IMTheNachoMan
IMTheNachoMan

Reputation: 5833

read file and extract variables based on what is in the line

I have a file that looks like this:

$ cat file_test
garbage text A=one B=two C=three D=four
garbage text A= B=six D=seven
garbage text A=eight E=nine D=ten B=eleven

I want to go through each line and extract specific "variables" to use in the loop. And if a line doesn't have a variable then set it to an empty string.

So, for the above example, lets say I want to extract the variables A, B, and C, then for each line, the loop would have this:

  1. garbage text A=one B=two C=three D=four
    • A = "one"
    • B = "two"
    • C = "three"
  2. garbage text A= B=six D=seven
    • A = ""
    • B = "six"
    • C = ""
  3. garbage text A=eight E=nine D=ten B=eleven
    • A = "eight"
    • B = "eleven"
    • C = ""

My original plan was to use sed but that won't work since the order of the "variables" is not consistent (the last line for example) and a "variable" may be missing (the second line for example).

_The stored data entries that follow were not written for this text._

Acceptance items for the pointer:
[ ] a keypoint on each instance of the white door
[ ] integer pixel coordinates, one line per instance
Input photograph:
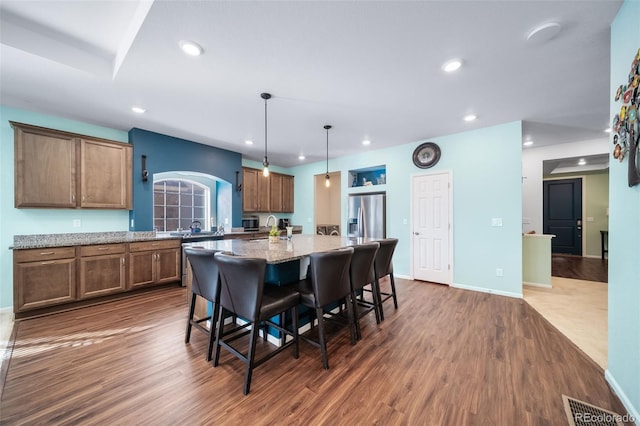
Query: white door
(431, 228)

My next thought is to go through line by line, then split the line into fields using awk and set variables based on each field but I have no clue where or how to start.

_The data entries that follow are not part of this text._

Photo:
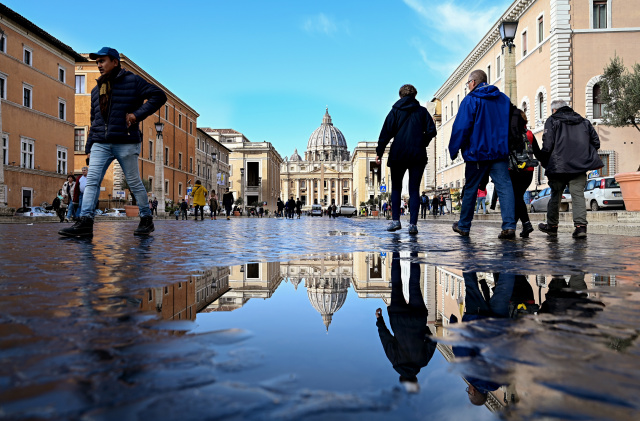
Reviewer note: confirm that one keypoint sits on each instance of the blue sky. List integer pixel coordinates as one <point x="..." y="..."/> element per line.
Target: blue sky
<point x="269" y="68"/>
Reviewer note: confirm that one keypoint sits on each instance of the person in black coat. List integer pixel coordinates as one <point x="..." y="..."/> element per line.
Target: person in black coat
<point x="412" y="128"/>
<point x="411" y="348"/>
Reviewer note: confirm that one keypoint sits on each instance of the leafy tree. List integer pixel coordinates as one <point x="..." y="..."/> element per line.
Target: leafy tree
<point x="620" y="94"/>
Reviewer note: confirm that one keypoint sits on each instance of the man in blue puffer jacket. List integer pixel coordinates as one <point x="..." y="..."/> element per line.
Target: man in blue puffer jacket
<point x="481" y="131"/>
<point x="117" y="106"/>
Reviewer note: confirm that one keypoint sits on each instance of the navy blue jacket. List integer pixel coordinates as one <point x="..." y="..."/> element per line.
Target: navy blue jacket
<point x="412" y="128"/>
<point x="481" y="128"/>
<point x="128" y="95"/>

I'm open to other ideas or better suggestions.

Upvotes: 0

Views: 649

Answers (7)

Ed Morton
Ed Morton

Reputation: 204164

Its unclear whether you're trying to set awk variables or shell variables but here's how to populate an associative awk array and then use that to populate an associative shell array:

$ cat tst.awk
BEGIN {
    numKeys = split("A B C",keys)
}
{
    delete f
    for (i=1; i<=NF; i++) {
        if ( split($i,t,/=/) == 2 ) {
            f[t[1]] = t[2]
        }
    }
    for (keyNr=1; keyNr<=numKeys; keyNr++) {
        key = keys[keyNr]
        printf "[%s]=\"%s\"%s", key, f[key], (keyNr<numKeys ? OFS : ORS)
    }
}

$ awk -f tst.awk file
[A]="one" [B]="two" [C]="three"
[A]="" [B]="six" [C]=""
[A]="eight" [B]="eleven" [C]=""

$  while IFS= read -r out; do declare -A arr="( $out )"; declare -p arr; done < <(awk -f tst.awk file)
declare -A arr=([A]="one" [B]="two" [C]="three" )
declare -A arr=([A]="" [B]="six" [C]="" )
declare -A arr=([A]="eight" [B]="eleven" [C]="" )

$ echo "${arr["A"]}"
eight

Upvotes: 0

NeronLeVelu
NeronLeVelu

Reputation: 10039

a generic variable awk seld documented. Assuming variable separator are = and not part of text before nor variable content itself.

awk 'BEGIN {
        # load the list of variable and order to print
        VarSize = split( "A B C", aIdx )
        # create a pattern filter for variable catch in lines
        for ( Idx in aIdx ) VarEntry = ( VarEntry ? ( VarEntry "|^" ) : "^" ) aIdx[Idx] "="
        }

        {
        # reset varaible value
        split( "", aVar )
        # for each part of the line
        for ( Fld=1; Fld<=NF; Fld++ ) {
           # if part is a varaible assignation
           if( $Fld ~ VarEntry ) {
              # separate variable name and content in array
              split( $Fld, aTemp, /=/ )
              # put variable content in corresponding varaible name container
              aVar[aTemp[1]] = aTemp[2]
              }
           }
        # print all variable content (empty or not) found on this line
        for ( Idx in aIdx ) printf( "%s = \042%s\042\n", aIdx[Idx], aVar[aIdx[Idx]] )
        }
      ' YourFile

Upvotes: 0

stack0114106
stack0114106

Reputation: 8711

Another Perl

perl -lne ' %x = /(\S+)=(\S+)/g ; for("A","B","C") { print "$_ = $x{$_}" } %x=() '

with the input file

$ perl -lne ' %x = /(\S+)=(\S+)/g ; for("A","B","C") { print "$_ = $x{$_}" } %x=() ' file_test
A = one
B = two
C = three
A =
B = six
C =
A = eight
B = eleven
C =
$

Upvotes: 0

RavinderSingh13
RavinderSingh13

Reputation: 133650

On my first 3 solutions, I am considering that your need to use shell variables from the values of strings A,B,C and you do not want to simply print them, if this is the case then following(s) may help you.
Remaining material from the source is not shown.